Flow of deformable droplets: discontinuous shear thinning and velocity oscillations

TL;DR

This study uses simulations to explore how suspensions of deformable droplets exhibit discontinuous shear thinning and velocity oscillations, revealing a nonequilibrium transition between hard and soft flow phases.

Contribution

It uncovers the discontinuous shear thinning behavior and associated velocity oscillations in deformable droplet suspensions, highlighting a nonequilibrium phase transition.

Findings

Discontinuous shear thinning occurs at a concentration-dependent forcing.

Transition between 'hard' and 'soft' flow phases is observed.

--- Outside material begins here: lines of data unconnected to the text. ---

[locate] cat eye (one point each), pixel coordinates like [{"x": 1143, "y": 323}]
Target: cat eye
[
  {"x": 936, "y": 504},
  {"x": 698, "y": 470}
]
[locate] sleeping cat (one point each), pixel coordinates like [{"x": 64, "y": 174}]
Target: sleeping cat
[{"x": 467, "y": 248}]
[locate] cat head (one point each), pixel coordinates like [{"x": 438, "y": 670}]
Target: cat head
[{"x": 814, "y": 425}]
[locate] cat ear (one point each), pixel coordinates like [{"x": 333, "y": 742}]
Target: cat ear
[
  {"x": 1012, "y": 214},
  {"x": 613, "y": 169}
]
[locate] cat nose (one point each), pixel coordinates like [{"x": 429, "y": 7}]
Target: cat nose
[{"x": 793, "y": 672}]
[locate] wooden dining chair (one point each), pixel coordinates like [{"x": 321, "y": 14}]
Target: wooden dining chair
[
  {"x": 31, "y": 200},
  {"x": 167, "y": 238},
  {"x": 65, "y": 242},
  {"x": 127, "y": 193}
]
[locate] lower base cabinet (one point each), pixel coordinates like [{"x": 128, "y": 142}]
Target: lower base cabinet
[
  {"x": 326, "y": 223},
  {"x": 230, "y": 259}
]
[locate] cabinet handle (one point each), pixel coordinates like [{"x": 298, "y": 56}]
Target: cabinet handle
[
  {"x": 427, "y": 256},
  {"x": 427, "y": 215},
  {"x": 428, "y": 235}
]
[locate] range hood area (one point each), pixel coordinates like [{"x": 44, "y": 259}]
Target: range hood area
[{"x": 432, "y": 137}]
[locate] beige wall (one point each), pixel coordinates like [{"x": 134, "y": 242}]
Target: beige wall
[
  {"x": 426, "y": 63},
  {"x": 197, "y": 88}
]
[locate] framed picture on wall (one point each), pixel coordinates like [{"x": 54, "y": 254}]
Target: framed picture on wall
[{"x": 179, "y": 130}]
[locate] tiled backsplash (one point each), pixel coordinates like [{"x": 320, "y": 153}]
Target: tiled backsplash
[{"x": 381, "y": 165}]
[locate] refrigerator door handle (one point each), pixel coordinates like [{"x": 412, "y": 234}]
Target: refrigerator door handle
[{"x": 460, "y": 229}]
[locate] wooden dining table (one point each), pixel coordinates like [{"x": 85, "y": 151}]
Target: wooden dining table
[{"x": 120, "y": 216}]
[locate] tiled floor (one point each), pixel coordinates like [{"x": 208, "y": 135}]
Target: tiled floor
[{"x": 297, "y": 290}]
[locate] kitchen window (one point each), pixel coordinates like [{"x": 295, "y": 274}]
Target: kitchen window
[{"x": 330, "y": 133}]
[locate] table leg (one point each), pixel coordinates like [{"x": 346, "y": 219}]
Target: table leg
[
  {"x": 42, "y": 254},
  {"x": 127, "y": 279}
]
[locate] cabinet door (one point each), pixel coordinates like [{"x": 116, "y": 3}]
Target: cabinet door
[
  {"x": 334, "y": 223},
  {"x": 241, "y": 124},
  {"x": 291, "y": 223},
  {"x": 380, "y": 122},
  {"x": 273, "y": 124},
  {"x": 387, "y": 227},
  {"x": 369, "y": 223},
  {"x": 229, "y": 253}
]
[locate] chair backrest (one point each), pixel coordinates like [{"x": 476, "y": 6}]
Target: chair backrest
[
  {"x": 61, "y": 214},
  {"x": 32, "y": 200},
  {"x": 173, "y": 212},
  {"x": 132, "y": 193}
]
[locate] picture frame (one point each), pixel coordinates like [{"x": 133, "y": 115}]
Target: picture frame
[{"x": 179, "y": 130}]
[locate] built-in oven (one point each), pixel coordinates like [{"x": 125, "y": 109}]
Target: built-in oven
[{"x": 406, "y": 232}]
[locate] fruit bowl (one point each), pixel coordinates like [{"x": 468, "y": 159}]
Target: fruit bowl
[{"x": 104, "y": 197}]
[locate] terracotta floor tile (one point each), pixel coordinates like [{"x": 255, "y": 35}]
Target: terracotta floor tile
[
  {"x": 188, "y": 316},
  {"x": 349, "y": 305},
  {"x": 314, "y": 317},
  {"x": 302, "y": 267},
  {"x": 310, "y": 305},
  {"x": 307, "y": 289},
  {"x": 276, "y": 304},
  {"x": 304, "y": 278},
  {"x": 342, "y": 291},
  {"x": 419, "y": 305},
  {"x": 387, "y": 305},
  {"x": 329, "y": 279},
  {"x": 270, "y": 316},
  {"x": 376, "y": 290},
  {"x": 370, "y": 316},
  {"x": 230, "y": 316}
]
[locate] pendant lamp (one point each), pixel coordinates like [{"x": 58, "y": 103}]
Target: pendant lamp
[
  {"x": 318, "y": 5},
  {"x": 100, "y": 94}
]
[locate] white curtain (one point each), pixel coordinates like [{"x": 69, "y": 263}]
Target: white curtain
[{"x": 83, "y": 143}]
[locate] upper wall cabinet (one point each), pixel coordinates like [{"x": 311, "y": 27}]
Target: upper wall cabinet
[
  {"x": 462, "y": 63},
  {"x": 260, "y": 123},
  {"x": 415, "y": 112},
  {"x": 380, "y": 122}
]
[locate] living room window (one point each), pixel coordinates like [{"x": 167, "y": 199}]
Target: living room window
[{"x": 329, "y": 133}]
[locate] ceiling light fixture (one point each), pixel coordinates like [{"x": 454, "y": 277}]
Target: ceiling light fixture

Velocity oscillations are present near the transition.

Abstract

We study the rheology of a suspension of soft deformable droplets subjected to a pressure-driven flow. Through computer simulations, we measure the apparent viscosity as a function of droplet concentration and pressure gradient, and provide evidence of a discontinuous shear thinning behaviour, which occurs at a concentration-dependent value of the forcing. We further show that this response is associated with a nonequilibrium transition between a `hard' (or less deformable) phase, which is nearly jammed and flows very slowly, and a `soft' (or more deformable) phase, which flows much more easily. The soft phase is characterised by flow-induced time dependent shape deformations and internal currents, which are virtually absent in the hard phase. Close to the transition, we find sustained oscillations in both the droplet and fluid velocities. Polydisperse systems show similar phenomenology but with a smoother transition, and less regular oscillations.